Blue Hill, located 15 miles south of Boston, is the nation's oldest continually operating weather observatory. For 141 years, staff and volunteers have taken daily measurements of temperature, humidity, precipitation, wind, and sunlight using instruments that have remained largely unchanged. The same mercury and alcohol thermometers, the same human-hair hygrometers that detect moisture by the stretch of a strand of hair, the same glass sunshine recorder on the roof.
"My routine is the same every day," Douglas said. "The most thing that changes are the numbers and the weather itself."
That consistency is precisely the point. Keeping identical instruments in the same location over more than a century means that any change detected in the data reflects actual shifts in the climate, not artifacts introduced by switching to new equipment. Douglas described having a "tried and true database" as essential for climate research. If the thermometers changed, scientists could not be certain whether a temperature trend was real or simply a product of measuring differently than before.
Most American weather observatories, including those affiliated with the National Oceanic and Atmospheric Administration, moved to automated digital systems beginning in the 1990s. Blue Hill has not.
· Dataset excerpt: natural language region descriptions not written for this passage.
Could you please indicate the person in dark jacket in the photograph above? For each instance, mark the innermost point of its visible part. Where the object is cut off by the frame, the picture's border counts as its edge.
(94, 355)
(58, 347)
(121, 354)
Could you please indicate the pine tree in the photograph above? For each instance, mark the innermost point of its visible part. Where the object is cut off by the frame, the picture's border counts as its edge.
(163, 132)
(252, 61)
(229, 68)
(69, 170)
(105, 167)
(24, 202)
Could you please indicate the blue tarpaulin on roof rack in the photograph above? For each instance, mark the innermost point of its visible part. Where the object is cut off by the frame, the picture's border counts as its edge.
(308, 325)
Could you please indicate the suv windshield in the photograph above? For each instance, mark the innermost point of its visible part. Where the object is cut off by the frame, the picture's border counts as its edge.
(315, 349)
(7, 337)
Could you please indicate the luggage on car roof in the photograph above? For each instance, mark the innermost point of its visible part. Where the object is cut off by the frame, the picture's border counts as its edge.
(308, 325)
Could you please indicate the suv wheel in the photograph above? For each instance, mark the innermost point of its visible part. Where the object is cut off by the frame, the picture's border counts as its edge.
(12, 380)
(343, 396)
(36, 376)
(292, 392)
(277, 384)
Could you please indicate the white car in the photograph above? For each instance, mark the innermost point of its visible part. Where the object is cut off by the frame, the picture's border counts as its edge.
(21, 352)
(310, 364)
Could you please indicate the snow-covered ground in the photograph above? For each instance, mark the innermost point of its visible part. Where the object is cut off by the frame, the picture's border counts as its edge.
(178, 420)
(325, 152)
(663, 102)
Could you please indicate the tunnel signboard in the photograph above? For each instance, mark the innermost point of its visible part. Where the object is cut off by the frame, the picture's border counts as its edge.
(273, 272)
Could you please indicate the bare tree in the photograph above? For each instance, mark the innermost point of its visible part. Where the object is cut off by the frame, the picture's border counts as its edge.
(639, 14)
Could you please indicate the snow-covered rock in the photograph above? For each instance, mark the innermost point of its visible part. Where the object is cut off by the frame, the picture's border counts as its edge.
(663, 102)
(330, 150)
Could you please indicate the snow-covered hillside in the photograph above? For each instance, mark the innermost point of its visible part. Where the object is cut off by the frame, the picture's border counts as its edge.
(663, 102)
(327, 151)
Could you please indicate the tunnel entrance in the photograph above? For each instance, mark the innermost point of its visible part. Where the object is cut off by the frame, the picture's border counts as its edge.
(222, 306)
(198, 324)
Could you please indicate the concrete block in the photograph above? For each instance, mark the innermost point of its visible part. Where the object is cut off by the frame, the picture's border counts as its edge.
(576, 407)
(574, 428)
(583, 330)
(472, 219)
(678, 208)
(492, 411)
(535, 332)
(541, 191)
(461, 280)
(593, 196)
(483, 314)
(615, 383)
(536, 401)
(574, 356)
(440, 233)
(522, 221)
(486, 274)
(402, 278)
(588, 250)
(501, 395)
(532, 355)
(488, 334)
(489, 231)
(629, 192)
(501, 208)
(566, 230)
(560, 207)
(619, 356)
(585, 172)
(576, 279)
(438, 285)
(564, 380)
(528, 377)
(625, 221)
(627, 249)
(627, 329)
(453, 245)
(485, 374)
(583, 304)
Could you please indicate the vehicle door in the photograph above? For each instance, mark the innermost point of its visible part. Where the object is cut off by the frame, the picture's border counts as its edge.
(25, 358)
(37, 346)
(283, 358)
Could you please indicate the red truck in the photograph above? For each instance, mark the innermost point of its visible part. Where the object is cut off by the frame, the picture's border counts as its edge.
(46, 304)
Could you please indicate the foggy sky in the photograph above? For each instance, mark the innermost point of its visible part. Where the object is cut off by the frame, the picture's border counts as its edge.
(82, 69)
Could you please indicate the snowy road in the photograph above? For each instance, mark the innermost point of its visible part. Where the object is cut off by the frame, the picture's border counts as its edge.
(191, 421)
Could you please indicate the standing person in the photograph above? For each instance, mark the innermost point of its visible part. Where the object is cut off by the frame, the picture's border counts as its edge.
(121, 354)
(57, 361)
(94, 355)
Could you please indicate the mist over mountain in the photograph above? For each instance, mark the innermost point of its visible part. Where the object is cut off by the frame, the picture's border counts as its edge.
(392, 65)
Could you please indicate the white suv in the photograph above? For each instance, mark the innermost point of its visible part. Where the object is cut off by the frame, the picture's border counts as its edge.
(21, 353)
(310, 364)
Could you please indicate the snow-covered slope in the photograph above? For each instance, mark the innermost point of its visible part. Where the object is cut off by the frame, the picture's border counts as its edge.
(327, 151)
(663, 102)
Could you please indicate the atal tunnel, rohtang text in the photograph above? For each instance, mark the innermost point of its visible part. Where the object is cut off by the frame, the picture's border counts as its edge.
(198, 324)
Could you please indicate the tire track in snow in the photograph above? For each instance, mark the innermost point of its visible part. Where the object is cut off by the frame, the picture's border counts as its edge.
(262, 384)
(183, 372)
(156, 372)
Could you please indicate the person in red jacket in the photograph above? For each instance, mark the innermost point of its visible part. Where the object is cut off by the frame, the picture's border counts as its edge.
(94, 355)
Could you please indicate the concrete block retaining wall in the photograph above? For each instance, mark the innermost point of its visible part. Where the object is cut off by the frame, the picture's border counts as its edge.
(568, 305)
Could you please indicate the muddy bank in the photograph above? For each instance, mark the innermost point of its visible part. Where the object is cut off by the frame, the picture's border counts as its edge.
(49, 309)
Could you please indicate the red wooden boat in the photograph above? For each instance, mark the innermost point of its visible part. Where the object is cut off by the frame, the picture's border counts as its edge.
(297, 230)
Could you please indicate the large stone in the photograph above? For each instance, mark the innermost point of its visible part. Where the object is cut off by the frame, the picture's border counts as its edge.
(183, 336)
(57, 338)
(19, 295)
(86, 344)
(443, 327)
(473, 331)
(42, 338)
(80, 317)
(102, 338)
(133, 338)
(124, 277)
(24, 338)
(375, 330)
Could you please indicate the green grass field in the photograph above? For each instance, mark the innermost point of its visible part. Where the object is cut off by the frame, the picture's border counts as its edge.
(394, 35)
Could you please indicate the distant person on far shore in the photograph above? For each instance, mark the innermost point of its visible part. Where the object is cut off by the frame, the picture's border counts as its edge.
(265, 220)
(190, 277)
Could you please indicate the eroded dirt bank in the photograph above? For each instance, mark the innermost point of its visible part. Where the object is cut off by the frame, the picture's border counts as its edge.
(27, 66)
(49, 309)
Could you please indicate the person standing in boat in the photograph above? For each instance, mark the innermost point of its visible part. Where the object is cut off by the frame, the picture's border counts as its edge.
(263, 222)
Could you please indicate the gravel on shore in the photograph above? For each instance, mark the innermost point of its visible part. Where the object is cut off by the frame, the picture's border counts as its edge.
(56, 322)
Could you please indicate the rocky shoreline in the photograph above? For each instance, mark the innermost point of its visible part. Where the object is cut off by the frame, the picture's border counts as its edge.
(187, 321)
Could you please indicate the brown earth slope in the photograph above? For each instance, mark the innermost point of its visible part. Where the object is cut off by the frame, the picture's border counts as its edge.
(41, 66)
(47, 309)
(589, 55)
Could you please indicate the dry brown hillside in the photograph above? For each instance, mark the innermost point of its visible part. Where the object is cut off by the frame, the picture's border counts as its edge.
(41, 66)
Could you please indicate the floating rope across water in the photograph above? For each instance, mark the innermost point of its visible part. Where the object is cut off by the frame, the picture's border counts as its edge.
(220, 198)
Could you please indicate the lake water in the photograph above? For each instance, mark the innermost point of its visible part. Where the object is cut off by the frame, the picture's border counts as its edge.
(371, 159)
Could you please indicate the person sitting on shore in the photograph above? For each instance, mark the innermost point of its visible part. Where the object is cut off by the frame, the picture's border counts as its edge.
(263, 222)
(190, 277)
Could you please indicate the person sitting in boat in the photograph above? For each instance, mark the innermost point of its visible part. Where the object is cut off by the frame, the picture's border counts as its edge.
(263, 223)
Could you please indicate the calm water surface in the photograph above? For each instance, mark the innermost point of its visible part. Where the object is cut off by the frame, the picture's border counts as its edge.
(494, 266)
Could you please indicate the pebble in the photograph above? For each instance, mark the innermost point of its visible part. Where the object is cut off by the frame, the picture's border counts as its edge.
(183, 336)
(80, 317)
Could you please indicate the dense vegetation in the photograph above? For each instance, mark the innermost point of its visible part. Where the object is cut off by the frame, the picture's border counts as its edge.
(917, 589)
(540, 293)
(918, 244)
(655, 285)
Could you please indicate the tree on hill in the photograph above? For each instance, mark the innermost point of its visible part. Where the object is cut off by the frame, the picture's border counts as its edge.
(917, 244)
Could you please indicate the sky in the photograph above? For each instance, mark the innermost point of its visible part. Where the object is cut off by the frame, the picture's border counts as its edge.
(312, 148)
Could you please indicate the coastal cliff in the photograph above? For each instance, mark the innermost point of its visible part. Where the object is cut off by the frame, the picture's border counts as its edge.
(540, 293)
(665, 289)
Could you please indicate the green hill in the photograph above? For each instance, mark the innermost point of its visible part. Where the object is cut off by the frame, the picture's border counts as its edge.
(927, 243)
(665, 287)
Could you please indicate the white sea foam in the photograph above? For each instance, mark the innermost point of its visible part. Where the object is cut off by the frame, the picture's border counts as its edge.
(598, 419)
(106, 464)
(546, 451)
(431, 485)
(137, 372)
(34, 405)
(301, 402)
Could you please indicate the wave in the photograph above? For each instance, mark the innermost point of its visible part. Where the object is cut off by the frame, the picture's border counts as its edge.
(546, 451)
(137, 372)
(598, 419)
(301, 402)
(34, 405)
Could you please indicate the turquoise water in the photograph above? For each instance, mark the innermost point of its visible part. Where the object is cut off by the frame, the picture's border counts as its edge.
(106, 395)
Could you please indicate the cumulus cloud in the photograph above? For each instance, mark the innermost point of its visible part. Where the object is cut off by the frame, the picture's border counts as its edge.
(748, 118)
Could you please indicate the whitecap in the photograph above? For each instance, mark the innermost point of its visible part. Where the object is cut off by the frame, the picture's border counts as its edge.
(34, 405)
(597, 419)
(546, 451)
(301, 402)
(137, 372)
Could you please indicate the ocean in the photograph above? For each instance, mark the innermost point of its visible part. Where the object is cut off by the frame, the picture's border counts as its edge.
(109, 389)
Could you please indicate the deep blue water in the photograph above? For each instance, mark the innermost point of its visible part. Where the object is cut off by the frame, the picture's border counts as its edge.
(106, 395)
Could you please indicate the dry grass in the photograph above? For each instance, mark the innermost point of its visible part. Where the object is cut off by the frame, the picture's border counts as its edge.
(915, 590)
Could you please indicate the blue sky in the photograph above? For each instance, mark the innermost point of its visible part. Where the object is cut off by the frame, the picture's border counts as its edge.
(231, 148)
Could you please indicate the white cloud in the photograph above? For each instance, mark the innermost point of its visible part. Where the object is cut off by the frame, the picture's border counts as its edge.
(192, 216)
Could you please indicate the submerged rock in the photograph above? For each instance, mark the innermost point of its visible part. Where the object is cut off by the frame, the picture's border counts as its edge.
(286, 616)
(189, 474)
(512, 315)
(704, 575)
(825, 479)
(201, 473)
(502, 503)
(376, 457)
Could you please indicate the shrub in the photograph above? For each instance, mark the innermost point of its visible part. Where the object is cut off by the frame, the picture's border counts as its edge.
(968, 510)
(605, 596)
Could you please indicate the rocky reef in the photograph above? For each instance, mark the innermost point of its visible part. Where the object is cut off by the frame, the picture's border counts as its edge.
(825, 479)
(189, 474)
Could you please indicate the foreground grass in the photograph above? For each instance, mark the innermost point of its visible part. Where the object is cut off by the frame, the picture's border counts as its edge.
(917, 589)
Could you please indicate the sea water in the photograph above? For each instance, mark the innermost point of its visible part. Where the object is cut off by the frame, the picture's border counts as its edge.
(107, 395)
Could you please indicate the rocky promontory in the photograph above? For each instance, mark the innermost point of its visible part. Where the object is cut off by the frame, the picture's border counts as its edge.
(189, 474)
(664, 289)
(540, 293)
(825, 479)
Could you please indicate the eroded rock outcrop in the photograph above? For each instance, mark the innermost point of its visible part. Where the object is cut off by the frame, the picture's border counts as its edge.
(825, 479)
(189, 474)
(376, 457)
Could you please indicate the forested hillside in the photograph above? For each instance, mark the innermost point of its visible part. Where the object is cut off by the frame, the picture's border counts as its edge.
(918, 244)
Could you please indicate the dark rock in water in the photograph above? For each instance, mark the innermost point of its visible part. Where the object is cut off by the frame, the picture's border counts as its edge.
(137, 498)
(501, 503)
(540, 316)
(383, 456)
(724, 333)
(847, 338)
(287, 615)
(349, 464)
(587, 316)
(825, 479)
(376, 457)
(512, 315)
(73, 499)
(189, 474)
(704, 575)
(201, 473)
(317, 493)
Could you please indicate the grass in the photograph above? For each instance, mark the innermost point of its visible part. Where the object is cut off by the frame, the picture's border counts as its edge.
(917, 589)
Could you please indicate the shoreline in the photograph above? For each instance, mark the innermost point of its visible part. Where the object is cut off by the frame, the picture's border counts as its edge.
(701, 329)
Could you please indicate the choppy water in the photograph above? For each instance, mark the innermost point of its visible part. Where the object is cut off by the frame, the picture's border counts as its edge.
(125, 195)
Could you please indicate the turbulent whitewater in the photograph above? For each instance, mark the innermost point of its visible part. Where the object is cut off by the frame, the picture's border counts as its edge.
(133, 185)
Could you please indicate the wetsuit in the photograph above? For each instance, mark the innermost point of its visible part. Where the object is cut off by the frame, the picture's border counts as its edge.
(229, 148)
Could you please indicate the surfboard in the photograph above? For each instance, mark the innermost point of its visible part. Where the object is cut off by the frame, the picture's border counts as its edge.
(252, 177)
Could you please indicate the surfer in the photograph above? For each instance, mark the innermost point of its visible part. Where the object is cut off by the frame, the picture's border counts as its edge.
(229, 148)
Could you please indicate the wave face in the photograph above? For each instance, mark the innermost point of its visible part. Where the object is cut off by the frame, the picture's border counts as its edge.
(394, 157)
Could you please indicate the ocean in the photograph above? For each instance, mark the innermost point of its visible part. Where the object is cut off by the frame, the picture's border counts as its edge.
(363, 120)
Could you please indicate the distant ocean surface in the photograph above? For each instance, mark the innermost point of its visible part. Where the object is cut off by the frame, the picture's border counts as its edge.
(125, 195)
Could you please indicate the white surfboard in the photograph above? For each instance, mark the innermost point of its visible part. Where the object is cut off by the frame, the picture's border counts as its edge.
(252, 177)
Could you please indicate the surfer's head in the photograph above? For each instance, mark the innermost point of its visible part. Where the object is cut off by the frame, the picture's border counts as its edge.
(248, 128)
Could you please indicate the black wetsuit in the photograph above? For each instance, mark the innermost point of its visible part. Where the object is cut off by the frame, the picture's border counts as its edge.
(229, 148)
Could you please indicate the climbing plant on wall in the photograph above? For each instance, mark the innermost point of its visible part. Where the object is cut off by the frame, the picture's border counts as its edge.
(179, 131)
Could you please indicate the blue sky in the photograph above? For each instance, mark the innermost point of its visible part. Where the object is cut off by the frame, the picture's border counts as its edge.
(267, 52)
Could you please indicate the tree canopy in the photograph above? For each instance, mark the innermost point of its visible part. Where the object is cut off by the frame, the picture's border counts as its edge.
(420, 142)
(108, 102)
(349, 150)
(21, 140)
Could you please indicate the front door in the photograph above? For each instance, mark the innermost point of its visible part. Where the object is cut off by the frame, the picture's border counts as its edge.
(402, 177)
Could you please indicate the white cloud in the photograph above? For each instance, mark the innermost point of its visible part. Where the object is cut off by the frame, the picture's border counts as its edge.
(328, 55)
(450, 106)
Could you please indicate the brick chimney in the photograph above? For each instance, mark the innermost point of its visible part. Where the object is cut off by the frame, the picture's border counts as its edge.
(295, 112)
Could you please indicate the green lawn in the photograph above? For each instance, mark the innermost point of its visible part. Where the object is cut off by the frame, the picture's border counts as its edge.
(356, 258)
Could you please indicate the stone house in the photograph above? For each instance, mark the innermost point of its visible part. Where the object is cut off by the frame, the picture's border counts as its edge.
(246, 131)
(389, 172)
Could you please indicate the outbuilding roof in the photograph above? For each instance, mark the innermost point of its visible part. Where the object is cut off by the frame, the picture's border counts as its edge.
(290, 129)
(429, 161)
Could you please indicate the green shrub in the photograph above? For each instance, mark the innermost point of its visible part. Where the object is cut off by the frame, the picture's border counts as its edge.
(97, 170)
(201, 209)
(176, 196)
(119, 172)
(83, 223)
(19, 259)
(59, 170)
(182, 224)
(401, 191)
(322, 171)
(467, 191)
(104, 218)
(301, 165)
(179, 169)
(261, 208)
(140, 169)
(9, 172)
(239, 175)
The observatory sends a daily summary of its observations to the National Weather Service, which chief scientist Michael Iacono said may contribute to weather forecasts in some circumstances, along with monthly summaries to the National Centers for Environmental Information.
Similar manual methods are still used by volunteer networks across the country that supply data to the National Weather Service, but institutions like Blue Hill that have maintained uninterrupted manual records over more than a century are rare.
The observatory has also taken on an educational role. Its location and analog instruments make climate change visible and tangible to visitors in a way that automated systems cannot. Executive director Alex Evans said Blue Hill's work connects ordinary people to climate science directly, giving them a chance to see and understand the tools behind the data rather than receiving numbers from a remote sensor.
That mission has become more complicated in recent years. Since 2025, the Trump administration has overseen budget cuts and layoffs at federal weather and climate institutions, including agencies within NOAA. Blue Hill, as a private nonprofit, was insulated from those cuts. But Evans said funding opportunities remain limited in the current political environment, and the observatory's continued operation is not guaranteed.
The record Blue Hill holds is difficult to replace. A gap in the data, even a short one, would break a continuous 141-year thread that scientists rely on to distinguish long-term climate trends from year-to-year variation. That thread runs back to Grover Cleveland's first term as president, through two world wars, through the rise and fall of dozens of weather technologies, and up to this morning, when Douglas climbed through a hatch to check a burn mark on a strip of paper.